A Briefer History of Time

  • Stephen Hawking &
  • Leonard Mlodinow
Bantam Books: 2005. 176 pp. $25 0553804367 | ISBN: 0-553-80436-7

The phenomenal success of Stephen Hawking's A Brief History of Time demands that the arrival of this new edition be treated as a major publishing event. So let me begin with a few facts. First, A Briefer History of Time is not a new book, but rather an updated and reworked edition of the original. Second, it is certainly briefer, at three-quarters the length of the original. Third, the simple black-and-white diagrams of the first book have been replaced by stylish colour images, ranging from the amusing (Hawking and co-author Leonard Mlodinow strapped into their time machine) to the misleading (space-times, of expanding universes and wormholes, embedded within space-time).

So what is the motivation for A Briefer History of Time? I will leave aside any cynical accusation of opportunistic marketing because I believe the authors have made an honest attempt here to rectify what they perceive as a problem with the original: that millions of readers with no scientific background did not get beyond the first chapter before their brains blew up. To remedy this, that first chapter has been chopped into three bite-sized and hopefully, one imagines, more digestible ones. On the whole I like this, but it does seem a bit of a cheat if readers get through the same amount of material before giving up, only now boasting of having seen off three chapters instead of one.
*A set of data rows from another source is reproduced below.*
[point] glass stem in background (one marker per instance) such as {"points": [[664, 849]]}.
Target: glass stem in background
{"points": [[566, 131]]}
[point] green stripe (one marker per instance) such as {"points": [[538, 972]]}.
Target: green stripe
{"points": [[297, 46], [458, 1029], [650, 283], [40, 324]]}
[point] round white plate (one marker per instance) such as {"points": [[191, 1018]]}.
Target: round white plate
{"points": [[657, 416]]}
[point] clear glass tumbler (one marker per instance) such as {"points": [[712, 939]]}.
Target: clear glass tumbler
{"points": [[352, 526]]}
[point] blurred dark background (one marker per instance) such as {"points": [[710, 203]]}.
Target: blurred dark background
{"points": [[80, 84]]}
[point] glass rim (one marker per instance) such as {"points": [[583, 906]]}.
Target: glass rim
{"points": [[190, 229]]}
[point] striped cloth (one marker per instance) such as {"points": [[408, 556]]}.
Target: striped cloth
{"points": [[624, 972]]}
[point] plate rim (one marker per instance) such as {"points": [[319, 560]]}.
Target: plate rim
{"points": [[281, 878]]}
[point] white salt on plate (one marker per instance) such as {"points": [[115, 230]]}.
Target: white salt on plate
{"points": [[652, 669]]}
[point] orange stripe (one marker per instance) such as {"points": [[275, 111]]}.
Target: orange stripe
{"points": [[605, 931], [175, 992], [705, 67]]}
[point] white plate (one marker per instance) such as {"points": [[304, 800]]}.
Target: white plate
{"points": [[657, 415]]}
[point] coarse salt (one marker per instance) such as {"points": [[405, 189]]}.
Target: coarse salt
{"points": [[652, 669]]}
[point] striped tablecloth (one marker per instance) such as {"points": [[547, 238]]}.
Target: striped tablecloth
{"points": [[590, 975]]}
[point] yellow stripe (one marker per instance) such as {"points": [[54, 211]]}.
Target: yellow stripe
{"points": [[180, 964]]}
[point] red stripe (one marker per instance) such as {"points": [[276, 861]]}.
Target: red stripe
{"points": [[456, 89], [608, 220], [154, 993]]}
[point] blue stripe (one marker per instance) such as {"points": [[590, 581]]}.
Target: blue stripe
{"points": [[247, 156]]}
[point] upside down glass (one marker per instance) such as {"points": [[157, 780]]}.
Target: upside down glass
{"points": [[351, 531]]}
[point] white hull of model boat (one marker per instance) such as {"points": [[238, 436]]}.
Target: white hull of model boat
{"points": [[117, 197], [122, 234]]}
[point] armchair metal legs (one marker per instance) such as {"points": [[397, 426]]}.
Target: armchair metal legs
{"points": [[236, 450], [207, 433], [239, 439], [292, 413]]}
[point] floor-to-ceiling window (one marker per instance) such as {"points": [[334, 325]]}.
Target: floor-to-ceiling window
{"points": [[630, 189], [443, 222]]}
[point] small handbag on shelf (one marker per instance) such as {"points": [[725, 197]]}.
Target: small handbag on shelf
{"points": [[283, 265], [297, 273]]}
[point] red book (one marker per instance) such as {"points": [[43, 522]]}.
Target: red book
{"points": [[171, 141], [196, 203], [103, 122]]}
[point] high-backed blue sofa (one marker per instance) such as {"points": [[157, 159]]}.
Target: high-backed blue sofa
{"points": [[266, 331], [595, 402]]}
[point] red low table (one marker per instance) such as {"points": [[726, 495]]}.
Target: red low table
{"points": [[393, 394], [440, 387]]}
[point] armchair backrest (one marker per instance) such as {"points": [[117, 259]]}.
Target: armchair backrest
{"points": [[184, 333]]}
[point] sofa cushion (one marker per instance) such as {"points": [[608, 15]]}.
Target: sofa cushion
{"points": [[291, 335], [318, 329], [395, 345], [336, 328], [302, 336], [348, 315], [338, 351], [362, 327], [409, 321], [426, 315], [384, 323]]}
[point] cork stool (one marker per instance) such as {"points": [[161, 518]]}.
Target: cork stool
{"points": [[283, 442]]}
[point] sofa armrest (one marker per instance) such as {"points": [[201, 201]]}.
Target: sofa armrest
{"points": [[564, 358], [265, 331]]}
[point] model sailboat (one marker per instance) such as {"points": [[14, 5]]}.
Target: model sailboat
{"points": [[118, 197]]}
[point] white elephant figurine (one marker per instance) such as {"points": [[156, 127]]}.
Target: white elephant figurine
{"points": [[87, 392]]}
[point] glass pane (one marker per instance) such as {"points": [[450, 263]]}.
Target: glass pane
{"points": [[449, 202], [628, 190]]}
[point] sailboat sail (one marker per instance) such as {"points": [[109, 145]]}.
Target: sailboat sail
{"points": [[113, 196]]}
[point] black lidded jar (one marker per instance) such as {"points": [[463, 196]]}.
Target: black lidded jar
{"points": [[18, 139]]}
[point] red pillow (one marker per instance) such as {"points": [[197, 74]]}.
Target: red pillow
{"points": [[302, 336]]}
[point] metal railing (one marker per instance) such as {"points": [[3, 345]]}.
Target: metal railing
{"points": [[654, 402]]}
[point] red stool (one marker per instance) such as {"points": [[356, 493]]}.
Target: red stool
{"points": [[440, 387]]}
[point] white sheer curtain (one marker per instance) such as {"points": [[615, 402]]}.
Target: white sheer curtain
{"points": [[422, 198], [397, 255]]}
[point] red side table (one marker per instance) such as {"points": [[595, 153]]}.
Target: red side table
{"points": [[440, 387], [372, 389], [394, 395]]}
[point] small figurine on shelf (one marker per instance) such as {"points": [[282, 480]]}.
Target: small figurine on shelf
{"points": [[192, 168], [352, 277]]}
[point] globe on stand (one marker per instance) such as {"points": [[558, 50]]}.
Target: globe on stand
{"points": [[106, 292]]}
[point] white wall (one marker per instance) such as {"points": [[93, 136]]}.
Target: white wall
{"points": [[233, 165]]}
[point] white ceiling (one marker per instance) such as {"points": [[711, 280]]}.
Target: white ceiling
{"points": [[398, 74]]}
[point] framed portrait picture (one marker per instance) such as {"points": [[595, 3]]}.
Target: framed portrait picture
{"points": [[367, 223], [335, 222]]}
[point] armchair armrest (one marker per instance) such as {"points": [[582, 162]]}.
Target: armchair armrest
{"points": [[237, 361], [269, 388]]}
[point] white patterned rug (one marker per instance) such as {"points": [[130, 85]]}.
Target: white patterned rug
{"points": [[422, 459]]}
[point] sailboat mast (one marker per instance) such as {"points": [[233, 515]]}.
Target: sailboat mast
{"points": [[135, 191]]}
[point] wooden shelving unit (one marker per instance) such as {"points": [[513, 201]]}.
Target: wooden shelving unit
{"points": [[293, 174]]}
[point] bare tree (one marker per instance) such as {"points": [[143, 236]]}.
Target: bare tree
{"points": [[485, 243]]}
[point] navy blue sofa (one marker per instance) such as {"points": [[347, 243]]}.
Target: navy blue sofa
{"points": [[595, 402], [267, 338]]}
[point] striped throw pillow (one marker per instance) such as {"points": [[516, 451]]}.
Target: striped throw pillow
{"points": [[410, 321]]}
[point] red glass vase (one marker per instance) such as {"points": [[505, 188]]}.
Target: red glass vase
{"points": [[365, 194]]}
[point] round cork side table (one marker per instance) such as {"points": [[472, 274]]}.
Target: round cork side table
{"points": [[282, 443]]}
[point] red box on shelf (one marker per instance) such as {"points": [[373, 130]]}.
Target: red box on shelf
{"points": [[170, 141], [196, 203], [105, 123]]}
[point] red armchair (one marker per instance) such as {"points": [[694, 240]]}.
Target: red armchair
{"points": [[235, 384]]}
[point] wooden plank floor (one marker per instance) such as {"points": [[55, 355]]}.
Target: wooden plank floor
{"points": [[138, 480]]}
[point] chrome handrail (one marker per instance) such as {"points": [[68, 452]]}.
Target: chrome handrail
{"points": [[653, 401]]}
Credit: ILLUSTRATION BY CHRISTIAN DARKIN

The new book is certainly easier going. The old third chapter (“The expanding Universe”) of 11 in the original is now the seventh chapter of 12, highlighting the additional weighting given to introductory material. The three middle chapters (“Black holes”, “Black holes ain't so black” and “The origin and fate of the Universe”), which together made up a total of 70 pages in the original, are now lumped into one chapter just 18 pages long. Elsewhere, every attempt has been made to clarify those passages deemed to be hard going. Finally, out goes the chapter on the arrows of time, the diagrams of light cones and event horizons, and discussions of chaotic boundary conditions, and in comes a new crowd-pleasing chapter on time machines.

I find myself unconvinced by this valiant effort, however. Clearly, the incredible success of A Brief History of Time was due to a combination of timing, marketing and the persona of the author. It can never be repeated. But what is often overlooked is that its major, paradoxical attraction was its charming incomprehensibility to the non-physicist — the idea that anyone could take a peak inside one of the greatest minds in science. This is lost in the new book. For millions of people around the world, A Brief History of Time would have been the only science book they have ever read or attempted to read. But with the briefer version, I feel the baby has been thrown out with the bathwater. It is just another run-of-the-mill popular science book on modern physics. The topics that it claims to treat more carefully have been covered better elsewhere. In any case, many of the topics left in and flagged as more introductory are just as baffling, abstract and abstruse to non-scientists as those left out. Just because quantum mechanics and the special theory of relativity are not at the cutting edge of current thinking doesn't mean they are any less counter-intuitive. The two-slit experiment and the notion of the relativity of simultaneity could have been explained better, especially as the latter receives just a single paragraph.

Fresh material, based on advances made over the past two decades, has been included, such as the concept of ‘dark energy’ and advances in string theory. I am also pleased to see that the discussion of the anthropic principle is retained. This is a hot topic of discussion at the moment in connection with multiverse theories. However, I found it a little surprising that the idea is still treated rather cautiously here.

I have no doubt that A Briefer History of Time will soon be on the shelves of every high-street bookstore around the world. This is surely to be welcomed: any book that can reach a wide audience and get across the excitement of science has to be a good thing. And with Hawking enjoying an iconic status not seen in a scientist since Einstein, his role as an ambassador for science should not be underestimated.